Wildale Spencer, known professionally as MC Fats (also credited as Fats or Singing Fats), was a London-based vocalist, MC and producer active from the early 1990s. His work sat across jungle and drum & bass and touched on bassline, breakbeat, ragga, UK garage and grime through vocal collaborations and releases. He ran the imprint U Understand Me Music and released the collaborative album We Gotcha in 2014.
Fats entered the scene in the early 1990s as a vocalist and MC. From the start his delivery drew on reggae-style toasting and jazz-inflected phrasing; those two strands are the through-line on the records and live sets he became known for. He built his career by linking vocal performance to producers across multiple strands of the UK bass spectrum, moving between studio recordings and a long-term role fronting dancefloor sets as Fabric’s resident MC in London.

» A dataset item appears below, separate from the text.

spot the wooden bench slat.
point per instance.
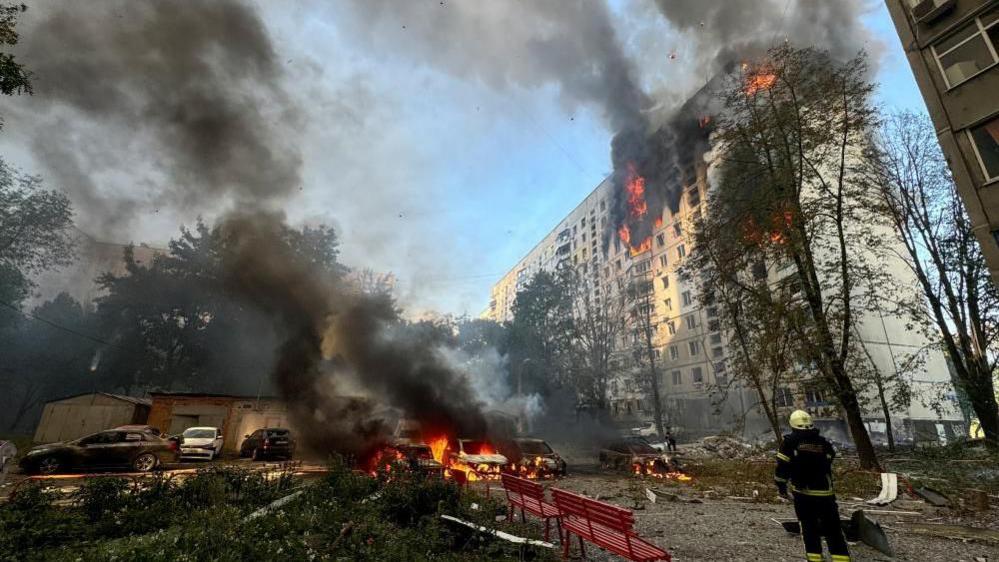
(608, 526)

Vocally, Fats combined toasting with melodic singing and phrasing that leaned on jazz timing. He used call-and-response lines and short melodic hooks that locked into breakbeat-driven arrangements. On recorded material his voice often occupies the midrange: it carries the hook and doubles as a rhythmic instrument, punctuating bars where the beat drops or the bassline shifts. That approach made his voice adaptable — it sat over harder, weighty productions and over sparser, rolling tracks without losing clarity.
As a contributor to other producers’ work, Fats appears on landmark tracks such as DJ Hype’s "Peace, Love & Unity" and Calibre’s "Drop It Down." He also collaborated with Dillinja, Alix Perez and Chase & Status — names that span heavy, technical and more contemporary drum & bass production — and his vocals are frequently used as an identifying element on those recordings. On his own imprint U Understand Me Music he shepherded the collaborative album We Gotcha (2014), which documents his role as both a front-line vocalist and a curator of collaborators.

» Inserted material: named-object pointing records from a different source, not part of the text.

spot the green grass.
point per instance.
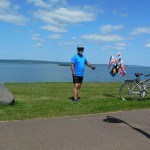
(41, 100)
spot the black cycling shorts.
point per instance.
(77, 79)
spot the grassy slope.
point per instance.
(38, 100)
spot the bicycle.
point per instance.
(135, 89)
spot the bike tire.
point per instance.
(130, 91)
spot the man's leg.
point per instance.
(76, 90)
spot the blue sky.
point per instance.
(52, 29)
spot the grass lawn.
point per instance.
(40, 100)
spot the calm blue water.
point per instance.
(54, 73)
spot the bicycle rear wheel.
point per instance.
(130, 91)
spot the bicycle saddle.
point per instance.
(138, 74)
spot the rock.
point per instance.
(6, 97)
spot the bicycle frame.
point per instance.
(135, 89)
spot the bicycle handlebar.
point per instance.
(147, 75)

On stage at Fabric he functioned as a resident MC: introducing tracks, riding drops, and creating transitions that linked DJ selections to vocal hooks. In the studio his work shows attention to timing and melody rather than dense lyrical streams; the emphasis is on concise vocal lines that complement break patterns and bass movement. Those choices made his style particularly effective for tracks that need vocal motifs to lift an instrumental arrangement into something singable and memorable.
Fats credited reggae and jazz as key influences in his delivery and phrasing. Those influences are explicit in his toasting-singing hybrid and in the way he phrases over syncopated breaks. He remained an influential voice in UK jungle and drum & bass until his death on March 10, 2023.